Highfields Capital adds new position in Time Warner

Analyzing Highfields Capital Management's 3Q14 positions (Part 3 of 10)

(Continued from Part 2)

Highfields Capital and Time Warner

Highfields Capital started new positions in Enbridge Inc. (ENB), Time Warner Inc. (TWX), and Michaels Companies Inc. (MIK). It sold positions in Broadcom Corp. (BRCM) and MetLife Inc. (MET). It increased its positions in Dollar Tree Inc. (DLTR) and Family Dollar Stores (FDO). It reduced its stake in Canadian Natural Resources (CNQ) and Eli Lilly & Co. (LLY).

Highfields Capital initiated a new position in TWX in the third quarter. The position accounts for 1.64% of the fund’s 3Q14 portfolio.

Overview of TWX

Time Warner is a global leader in media and entertainment. It has businesses in television networks as well as film and television entertainment. Its media brands include HBO, CNN, TNT, TBS, Cinemax, Warner Bros., and New Line Cinema. It mainly operates in three segments—Turner, HBO, and Warner Bros.

TWX completes spin-off of Time Inc.

In June 2014, TWX completed the previously announced spin-off of its magazine unit Time Inc. (TIME). It said the move provides strategic clarity for the company. The spin-off allows TWX to focus on its television networks and film and television production businesses. It can also focus on improving its growth profile. After the spin-off, TIME will continue to be the leading multi-platform publishing and branded content company.
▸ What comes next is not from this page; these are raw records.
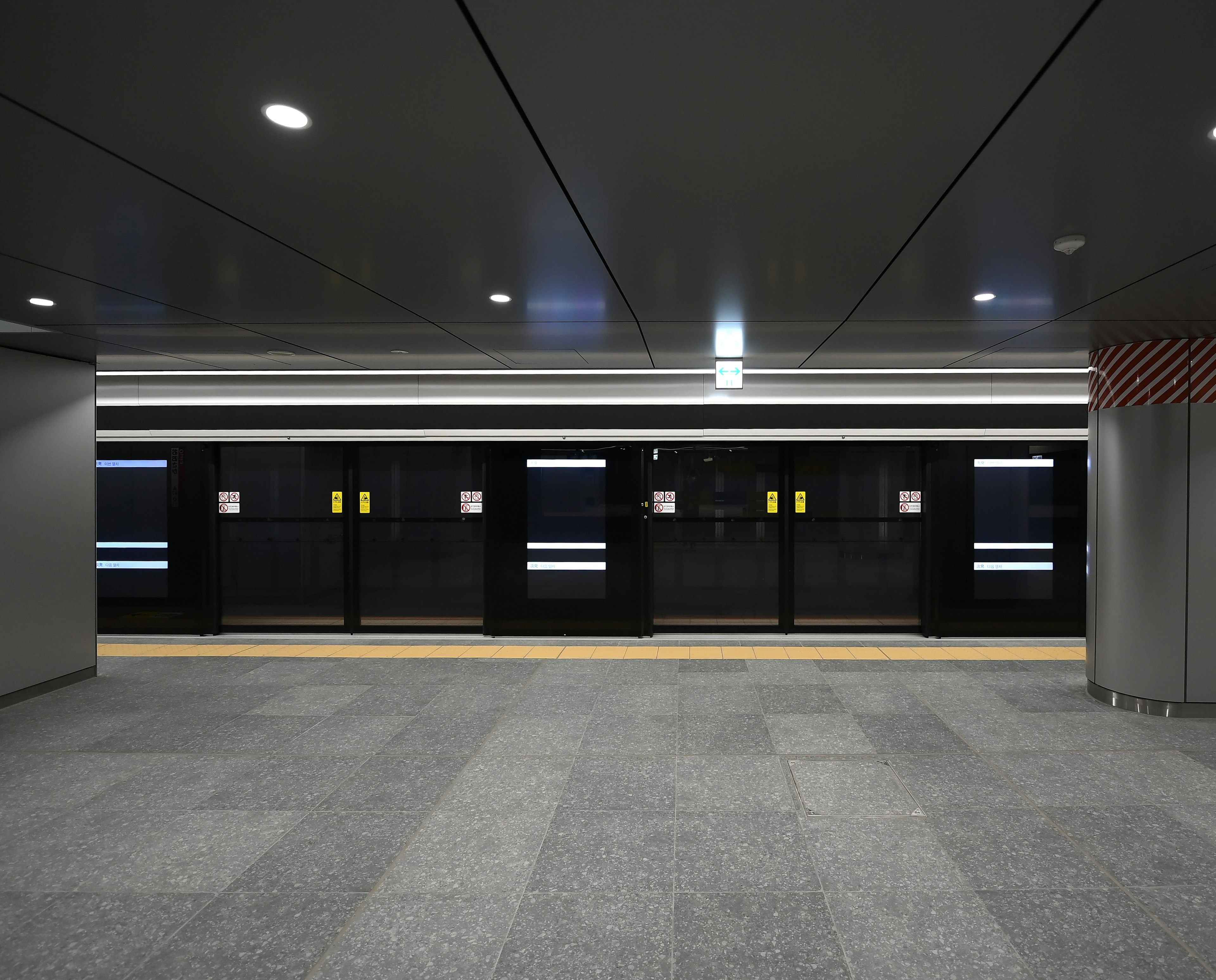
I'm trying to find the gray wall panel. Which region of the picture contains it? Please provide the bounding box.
[1187,405,1216,701]
[0,349,97,694]
[1085,412,1102,681]
[1094,405,1188,701]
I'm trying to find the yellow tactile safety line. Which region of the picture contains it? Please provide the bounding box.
[97,643,1085,660]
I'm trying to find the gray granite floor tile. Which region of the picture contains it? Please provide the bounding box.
[593,686,680,717]
[674,894,849,980]
[789,759,919,817]
[755,675,846,715]
[131,894,362,980]
[325,675,444,717]
[84,755,259,810]
[494,892,671,980]
[227,811,426,894]
[679,714,773,755]
[0,753,156,808]
[765,714,874,755]
[676,756,794,812]
[929,807,1110,889]
[0,891,60,939]
[852,713,969,753]
[444,754,574,815]
[277,715,410,755]
[480,713,587,755]
[185,715,322,755]
[528,810,674,891]
[321,755,465,812]
[979,888,1211,980]
[676,814,820,891]
[579,715,679,755]
[86,711,236,753]
[1132,885,1216,963]
[249,685,371,716]
[890,754,1030,814]
[805,817,967,891]
[191,756,365,810]
[316,894,519,980]
[0,894,213,980]
[679,683,760,715]
[379,705,500,755]
[384,808,548,895]
[558,757,676,811]
[1046,806,1216,885]
[827,890,1031,980]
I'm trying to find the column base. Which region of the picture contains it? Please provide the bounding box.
[1086,681,1216,719]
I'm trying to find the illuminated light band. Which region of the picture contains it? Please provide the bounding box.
[528,460,608,469]
[97,460,169,469]
[528,562,608,571]
[975,460,1055,468]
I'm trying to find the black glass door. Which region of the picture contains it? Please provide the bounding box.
[485,445,644,636]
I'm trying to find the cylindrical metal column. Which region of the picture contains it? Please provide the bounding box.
[1086,338,1216,715]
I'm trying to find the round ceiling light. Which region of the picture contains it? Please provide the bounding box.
[262,104,313,129]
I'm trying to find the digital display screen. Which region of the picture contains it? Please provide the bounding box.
[97,460,169,598]
[972,458,1055,600]
[528,460,608,600]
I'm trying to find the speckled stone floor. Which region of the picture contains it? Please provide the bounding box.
[0,655,1216,980]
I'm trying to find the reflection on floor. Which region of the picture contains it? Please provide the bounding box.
[0,654,1216,980]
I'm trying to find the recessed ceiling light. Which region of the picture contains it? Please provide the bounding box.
[262,104,313,129]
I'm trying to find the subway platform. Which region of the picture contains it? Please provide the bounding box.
[0,635,1216,980]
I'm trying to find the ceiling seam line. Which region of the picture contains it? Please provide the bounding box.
[0,252,366,371]
[0,92,511,367]
[946,238,1216,367]
[799,0,1102,367]
[455,0,656,367]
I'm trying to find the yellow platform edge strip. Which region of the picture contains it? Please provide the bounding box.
[97,643,1085,660]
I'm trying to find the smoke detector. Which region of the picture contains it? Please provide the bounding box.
[1052,235,1085,255]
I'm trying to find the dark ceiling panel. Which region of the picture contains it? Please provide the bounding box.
[846,0,1216,340]
[0,0,630,330]
[471,0,1087,323]
[642,321,837,367]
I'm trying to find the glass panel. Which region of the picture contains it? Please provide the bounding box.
[212,444,349,626]
[652,449,788,629]
[359,445,483,629]
[794,520,921,627]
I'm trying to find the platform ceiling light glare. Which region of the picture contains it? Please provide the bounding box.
[714,324,743,357]
[262,104,313,129]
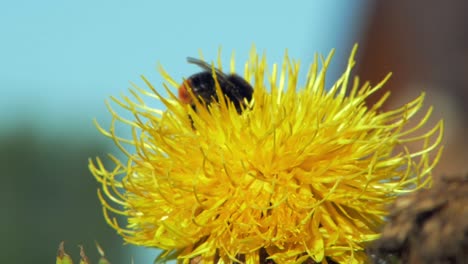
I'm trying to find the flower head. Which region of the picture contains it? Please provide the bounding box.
[90,48,442,263]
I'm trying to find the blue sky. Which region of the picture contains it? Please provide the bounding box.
[0,0,372,132]
[0,0,368,263]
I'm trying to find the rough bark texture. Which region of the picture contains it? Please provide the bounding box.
[370,175,468,264]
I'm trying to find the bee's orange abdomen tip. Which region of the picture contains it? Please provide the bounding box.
[179,82,192,104]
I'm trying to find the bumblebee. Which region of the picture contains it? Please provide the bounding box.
[178,57,253,114]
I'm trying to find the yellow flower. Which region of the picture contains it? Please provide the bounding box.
[89,47,443,263]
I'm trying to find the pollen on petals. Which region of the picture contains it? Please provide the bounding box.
[89,44,443,263]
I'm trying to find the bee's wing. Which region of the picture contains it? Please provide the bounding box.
[187,57,227,81]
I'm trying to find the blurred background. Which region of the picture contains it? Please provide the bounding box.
[0,0,468,263]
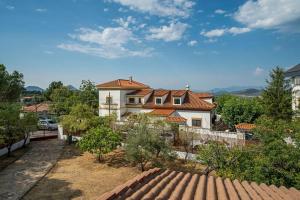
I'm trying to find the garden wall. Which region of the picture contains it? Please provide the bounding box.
[0,138,30,156]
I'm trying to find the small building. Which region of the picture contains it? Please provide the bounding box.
[285,64,300,111]
[97,78,215,129]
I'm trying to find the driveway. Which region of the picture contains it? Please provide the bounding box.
[0,139,64,200]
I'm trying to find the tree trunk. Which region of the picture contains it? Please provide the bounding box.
[141,162,145,172]
[67,135,73,145]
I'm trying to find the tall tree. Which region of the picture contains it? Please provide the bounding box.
[0,64,24,102]
[0,103,22,156]
[262,67,293,120]
[44,81,64,100]
[78,126,121,162]
[61,104,101,144]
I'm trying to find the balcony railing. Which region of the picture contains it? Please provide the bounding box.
[100,103,118,110]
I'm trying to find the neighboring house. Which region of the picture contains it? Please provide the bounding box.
[23,103,49,117]
[98,168,300,200]
[285,64,300,111]
[97,78,215,129]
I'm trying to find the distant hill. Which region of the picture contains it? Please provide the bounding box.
[67,85,78,91]
[232,88,262,97]
[209,86,263,97]
[25,86,44,92]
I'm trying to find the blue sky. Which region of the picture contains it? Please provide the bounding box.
[0,0,300,90]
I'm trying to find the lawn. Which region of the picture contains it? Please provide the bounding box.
[23,145,203,200]
[23,145,141,200]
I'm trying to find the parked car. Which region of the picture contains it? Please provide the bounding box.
[38,119,58,131]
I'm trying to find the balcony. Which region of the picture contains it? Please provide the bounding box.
[99,103,118,110]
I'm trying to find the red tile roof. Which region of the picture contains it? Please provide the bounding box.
[127,89,153,96]
[96,79,149,89]
[235,123,256,131]
[194,93,214,99]
[153,89,170,97]
[172,90,187,97]
[149,109,175,117]
[166,116,186,123]
[98,168,300,200]
[143,90,215,111]
[23,103,49,112]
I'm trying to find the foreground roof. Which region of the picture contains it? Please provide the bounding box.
[96,79,149,89]
[285,64,300,77]
[98,168,300,200]
[23,103,49,112]
[235,123,256,131]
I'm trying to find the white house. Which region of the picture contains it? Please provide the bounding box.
[285,64,300,111]
[97,78,215,129]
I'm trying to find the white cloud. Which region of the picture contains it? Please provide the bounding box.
[200,27,251,38]
[146,22,188,42]
[227,27,251,35]
[253,67,264,76]
[113,16,136,28]
[6,5,15,10]
[234,0,300,31]
[188,40,198,47]
[110,0,195,17]
[215,9,226,15]
[35,8,47,12]
[57,27,152,59]
[200,29,226,38]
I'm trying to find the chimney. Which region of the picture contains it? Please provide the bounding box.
[185,84,190,91]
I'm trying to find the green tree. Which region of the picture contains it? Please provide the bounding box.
[0,103,22,156]
[19,113,38,147]
[125,114,171,171]
[44,81,64,100]
[222,97,262,129]
[262,67,293,120]
[61,104,101,144]
[50,86,75,116]
[0,64,24,102]
[78,126,121,162]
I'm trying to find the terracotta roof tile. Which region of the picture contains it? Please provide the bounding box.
[194,93,214,99]
[149,109,175,117]
[143,90,215,111]
[235,123,256,131]
[127,89,153,96]
[166,116,186,123]
[153,89,170,97]
[23,103,49,112]
[96,79,149,89]
[98,168,300,200]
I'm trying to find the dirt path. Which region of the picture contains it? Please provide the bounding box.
[0,139,64,200]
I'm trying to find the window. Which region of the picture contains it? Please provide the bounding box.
[173,98,181,105]
[106,97,112,104]
[128,97,135,103]
[155,97,162,105]
[192,119,202,127]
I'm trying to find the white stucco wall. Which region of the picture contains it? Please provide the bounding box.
[176,110,211,129]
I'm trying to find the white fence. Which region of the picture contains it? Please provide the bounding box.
[0,138,30,156]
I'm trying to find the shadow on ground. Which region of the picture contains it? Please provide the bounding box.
[22,177,82,200]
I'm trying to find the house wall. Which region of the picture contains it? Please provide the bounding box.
[176,110,212,129]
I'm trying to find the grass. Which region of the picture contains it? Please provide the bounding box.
[0,144,31,171]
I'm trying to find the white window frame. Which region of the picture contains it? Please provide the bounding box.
[173,97,181,105]
[155,97,162,105]
[128,97,135,104]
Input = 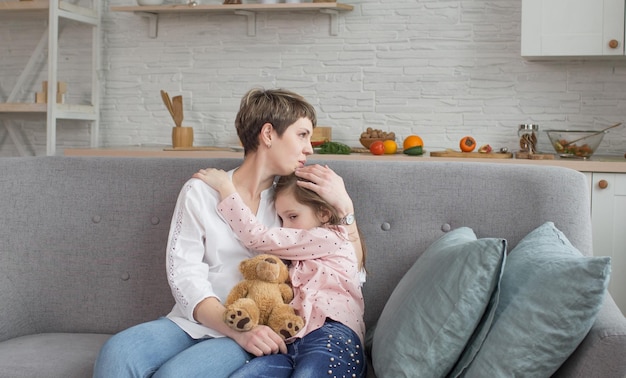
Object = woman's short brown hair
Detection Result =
[235,88,317,153]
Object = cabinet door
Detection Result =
[591,173,626,314]
[522,0,625,57]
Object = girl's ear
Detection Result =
[261,122,274,148]
[317,209,332,224]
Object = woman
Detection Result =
[94,89,361,378]
[193,169,366,378]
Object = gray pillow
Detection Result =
[452,222,611,377]
[372,227,506,378]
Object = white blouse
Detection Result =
[166,170,280,339]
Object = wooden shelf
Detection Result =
[111,3,354,38]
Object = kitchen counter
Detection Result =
[64,147,626,173]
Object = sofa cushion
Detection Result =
[372,227,506,377]
[0,333,111,378]
[452,222,610,377]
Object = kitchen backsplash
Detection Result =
[0,0,626,156]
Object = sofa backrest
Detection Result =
[0,157,592,340]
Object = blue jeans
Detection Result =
[94,318,250,378]
[231,321,367,378]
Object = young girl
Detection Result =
[194,169,366,378]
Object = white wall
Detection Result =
[0,0,626,156]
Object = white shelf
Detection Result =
[111,2,354,38]
[0,0,100,155]
[0,102,97,120]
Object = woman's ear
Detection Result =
[261,122,274,148]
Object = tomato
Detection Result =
[370,140,385,155]
[459,136,476,152]
[383,140,398,154]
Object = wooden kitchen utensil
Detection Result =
[172,126,193,148]
[161,89,174,119]
[172,96,183,127]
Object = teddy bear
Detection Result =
[224,254,304,339]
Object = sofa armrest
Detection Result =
[553,293,626,378]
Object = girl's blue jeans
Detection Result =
[94,318,250,378]
[231,320,367,378]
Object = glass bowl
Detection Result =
[546,130,606,159]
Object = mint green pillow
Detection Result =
[372,227,506,378]
[451,222,611,377]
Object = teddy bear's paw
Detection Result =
[278,317,304,339]
[224,309,255,331]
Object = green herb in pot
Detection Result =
[318,142,352,155]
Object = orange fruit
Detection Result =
[459,136,476,152]
[402,135,424,150]
[383,139,398,154]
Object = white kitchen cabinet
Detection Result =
[521,0,626,58]
[588,173,626,314]
[0,0,100,155]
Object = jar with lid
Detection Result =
[517,123,539,154]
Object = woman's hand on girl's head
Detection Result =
[296,164,354,217]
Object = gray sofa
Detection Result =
[0,157,626,378]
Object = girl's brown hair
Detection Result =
[235,88,317,153]
[274,173,367,267]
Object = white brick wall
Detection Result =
[0,0,626,156]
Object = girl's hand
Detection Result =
[192,168,236,199]
[296,164,354,217]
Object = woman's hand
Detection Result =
[229,325,287,357]
[296,164,365,267]
[192,168,236,199]
[296,164,354,217]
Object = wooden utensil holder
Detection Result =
[172,126,193,148]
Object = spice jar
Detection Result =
[517,123,539,154]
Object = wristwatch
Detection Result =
[341,213,354,226]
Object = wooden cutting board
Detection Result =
[430,151,513,159]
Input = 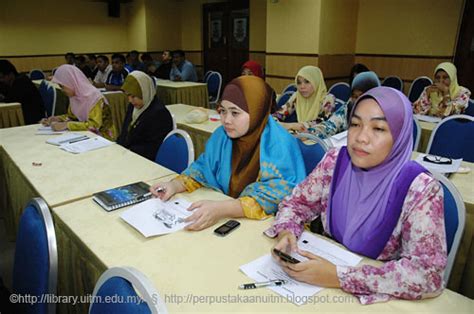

Turner and HBO drive 3Q14 revenues

Revenues increased 3% to $6.2 billion in 3Q14. The increase was mainly due to 10% growth in subscription revenues for Turner and HBO. Adjusted earnings per share, or EPS, increased 34% to $1.22. The increase in adjusted EPS reflects lower taxes. The lower taxes were a result of a net tax benefit of $639 million. The net tax benefit was related to the reversal of certain tax reserves in 3Q14. There were also fewer outstanding shares.

Adjusted operating income decreased 38%. The decrease was due to charges at Turner. The charges were related to its decision not to air certain programming. The decrease was also due to restructuring and severance charges across all of its segments.

3Q14 results by segment

  • Turner’s revenues increased 5%. This was mainly due to 10% growth in subscription revenues and 17% growth in content revenues. It was partially offset in by a 2% decline in advertising revenues.

  • HBO’s revenues grew 10%. This reflected a 10% increase in subscription revenues and a 7% increase in content revenues.

  • Revenues from Warner Bros. increased 3%. This was mainly due to growth in subscription video-on-demand revenues for television products and higher licensing of theatrical products. The division also had growth in television production. The growth included the acquisition of Eyeworks Group’s operations outside the US. It also included revenues from a patent license and settlement agreement.